The Key to Better Learning in Schools Could Better Fitness
Physical fitness has been definitively tied to improved academic achievement and schools are starting to take notice.
Middle school students at Kaleidoscope Academy, a district charter school in Appleton, Wisconsin, are constantly moving. Everyone has a physical education class, called “phy-ed” here, at least twice a week. On top of that, there’s a daily lunch break that comes with time for kids to get outside and move around. Students can also choose from two additional exercise-focused electives — dance and personal fitness — which for some students can mean a 40-minute exercise period every day.
And the action doesn’t stop there. Teachers like Lisa Sackman in the sixth-grade wing offer “brain breaks” every 20 minutes. Teacher Travis Olsen has an exercise bike in the back of his seventh-grade science classroom that kids are welcome to use whenever they feel the need. And eighth-grade co-teachers Abby Jolma and Toni Giebel let kids sit on wobbly chairs — short stools with a curved base — yoga balls, or traditional chairs while they learn math and science.
“They need it,” Giebel says of the bouncing and fidgeting she now observes constantly during classes. “They need it so bad.”
Giebel said it’s clear to her that students concentrate better than they did three years ago when there were far fewer options for physical activity at school. But the kids themselves “don’t notice it,” she added. Indeed, students are mostly unimpressed with how much movement they get in their day.
During a group science lab in Giebel and Jolma’s class, Anna Wang, 13, sat on one of the wobbly chairs the school purchased for classrooms this year. “It was the only option,” Anna, 13, said with a shrug as she rocked back and forth on the chair, adding that she didn’t think the seating made any difference.
Despite her stated disinterest, the level of physical activity Anna and her classmates experience during their school day is unusual and probably beneficial. In the U.S., where 31 percent of children between the ages of 10 and 17 are obese, most school children move far too little, experts say. Thirty years of focus on increasing academic minutes in the school day has resulted in reduced recess and physical education time at many schools. The lack of physical activity is taking a toll on student fitness and that’s bad for growing brains, research shows.
This story was produced by The Hechinger Report, a nonprofit, independent news organization focused on inequality and innovation in education. Read the original story by Lillian Mongeau here.
But now a growing number of politicians and educators, like those in Appleton, have begun to heed the research and decided that to improve academic performance, they must do something about their students’ physical fitness as well.
As a result of this new attitude, at least 14 state legislatures considered new laws in 2016 that would increase the amount of physical education or recess schools are required to offer or raise the bar for qualifications for physical education teachers, according to a 2016 report by the Society for Health and Physical Educators (SHAPE). Some even took action. Florida and Rhode Island now mandate 20 minutes of recess time a day for elementary school students.

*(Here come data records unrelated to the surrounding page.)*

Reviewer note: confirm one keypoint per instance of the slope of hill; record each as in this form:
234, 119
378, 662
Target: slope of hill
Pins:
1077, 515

The new federal education law, the Every Student Succeeds Act, or ESSA, also provides increased access to funding for physical education by including the subject in its definition of a “well-rounded education.”
“At least we’re at the table now,” said Carly Wright, advocacy director for SHAPE. “It sends a message: The federal government does believe [physical education] should be part of a student’s education; it should be part of the school day.”
Charles Hillman, a kinesiology professor at Northeastern University in Boston who studies the connection between the body and the brain, says there’s strong evidence that supports making physical education and recess a priority in schools.